Trying to get to the bottom of why women outlive men, and why there are far more women over the age of 100 than men, I landed in a bit of hot water Monday.
My guest was Dawn Bowdish, associate professor of immunology at McMaster University. She raised some excellent points about biological, lifestyle and sociological differences that contributed to a difference in longevity in the past.
She noted that as women and men started living more similar lifestyles, the life expectancy difference narrowed too – women are now expected to live to age 84 compared to age 80 for men. However, there is a persistent four-year age-gap and women continue to have a longer maximum life expectancy than men.
The 10 oldest people in the world are women; it remains to be seen whether that changes over time as well.
A listener suggested that the reason for men’s shorter lives was that they had more stress because of work. My guest countered that many would say that staying home with the kids is more stressful.

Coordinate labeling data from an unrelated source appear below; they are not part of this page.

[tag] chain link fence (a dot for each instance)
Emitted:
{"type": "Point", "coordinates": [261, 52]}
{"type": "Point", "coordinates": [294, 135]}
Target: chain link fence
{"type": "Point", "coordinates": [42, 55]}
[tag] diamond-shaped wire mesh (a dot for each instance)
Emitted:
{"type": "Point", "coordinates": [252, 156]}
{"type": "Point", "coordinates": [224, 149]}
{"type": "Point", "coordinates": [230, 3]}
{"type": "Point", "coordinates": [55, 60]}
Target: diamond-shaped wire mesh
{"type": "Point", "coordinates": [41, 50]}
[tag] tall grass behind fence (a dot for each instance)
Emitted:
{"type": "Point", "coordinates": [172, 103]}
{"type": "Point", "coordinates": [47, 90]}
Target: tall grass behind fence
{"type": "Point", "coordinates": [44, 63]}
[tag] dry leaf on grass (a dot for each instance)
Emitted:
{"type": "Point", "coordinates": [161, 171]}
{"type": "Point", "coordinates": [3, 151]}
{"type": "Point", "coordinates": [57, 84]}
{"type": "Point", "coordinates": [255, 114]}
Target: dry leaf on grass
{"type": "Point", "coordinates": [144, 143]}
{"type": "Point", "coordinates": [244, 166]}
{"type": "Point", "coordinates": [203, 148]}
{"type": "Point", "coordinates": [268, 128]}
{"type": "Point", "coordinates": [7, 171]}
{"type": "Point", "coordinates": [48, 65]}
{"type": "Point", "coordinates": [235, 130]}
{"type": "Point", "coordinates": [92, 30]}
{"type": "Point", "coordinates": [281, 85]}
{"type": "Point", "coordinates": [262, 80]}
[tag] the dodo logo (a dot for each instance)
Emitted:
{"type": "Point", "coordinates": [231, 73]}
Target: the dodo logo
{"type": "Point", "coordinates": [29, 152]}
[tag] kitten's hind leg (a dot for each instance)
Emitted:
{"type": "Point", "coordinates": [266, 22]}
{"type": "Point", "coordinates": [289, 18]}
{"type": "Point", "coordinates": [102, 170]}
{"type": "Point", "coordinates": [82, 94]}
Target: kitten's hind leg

I tend to agree. Remembering back to the times I used to babysit and worried about the tots escaping from the backyard, falling off their bike, getting run over by a car, having an allergic reaction, falling down the stairs, sticking their finger in a light socket, drowning in the bath, choking on an apple or any of a thousand other things that could have gone wrong, I’m stressed out just thinking about it.
Factoring in having to constantly clean up after messes, never having a moment alone and chronic sleep deprivation only compounds the stress, in my opinion. By comparison, doing three hours of live radio is a vacation.